Five academics who spoke to TODAY Online recently about the issues they faced at the National University of Singapore (NUS) and Nanyang Technological University (NTU) have said that they are standing by the comments that was published in a recent article.
The article, entitled “Opaque policies, fixation with KPIs, rankings: Why arts and humanities academics quit NUS, NTU”, was taken down on 10 Jan – four days after it was published on 6 Jan. TODAY later explained that “The article was taken down on 10 Jan as it is the subject of a legal challenge and our lawyers are looking into the matter.”
NUS appears to be the party behind the legal challenge TODAY is facing. An NUS spokesman confirmed to a local publication yesterday that it found the TODAY article contentious since it “affected the reputation” of NUS and that the school is “seeking legal advice regarding these allegations”:
“The Today article that was published on Jan. 6, 2019 fell significantly short of our expectations. It also did not adequately represent NUS’ position on the matter, although our clarification was sought.
“The article has unfairly affected the reputation and standing of NUS locally and internationally. It affects not just the institution, but also serving academics and students. Hence, NUS is seeking legal advice regarding these allegations.”

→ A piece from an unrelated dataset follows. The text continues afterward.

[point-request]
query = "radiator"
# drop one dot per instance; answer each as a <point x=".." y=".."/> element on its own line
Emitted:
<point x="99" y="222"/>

In an attempt to explain the high turnover rate of academics at NUS and NTU, the TODAY article had interviewed about 10 academics who have either left or are in the process of leaving the top local schools. Five of these 10 academics were quoted publicly while the remaining academics were unnamed.
TODAY suggested that opaque tenure and promotion policies, resistance to innovation, the overemphasis on research publishing over teaching and a “warped” notion of institutional excellence as the reasons why academics have left the two schools, even when they are awarded tenure.
The MediaCorp publication added in the article that both NUS and NTU told them that turnover rate at the affected faculties were not high and that the schools did not provide any numbers.
The five academics who were named in the article have since released a statement saying that they stand by the comments they made to TODAY.
Noting that they are unaware of any other such incident where a university has reacted the way NUS did to media reporting of faculty opinions, the professors said: “As academics with collective experience in many countries besides Singapore, we believe that freedom of expression and active public debate are foundational to scholarly excellence and the advancement of human knowledge.”
The five academics, John DiMoia, Axel Gelfert, Andrew Quitmeyer, Woo Jun Jie, and Linda Lim, said:
An NUS spokesman has since responded to the academics’ statement. In a response to the national broadsheet, the spokesman said:
“NUS upholds the principles of academic freedom and open inquiry, which are central to our culture of academic excellence and continual improvement…
“Therefore the university also wishes that any article about us published in our mainstream media should be impartial and factually accurate, so that the public can come to its own conclusions in a fair and objective manner.”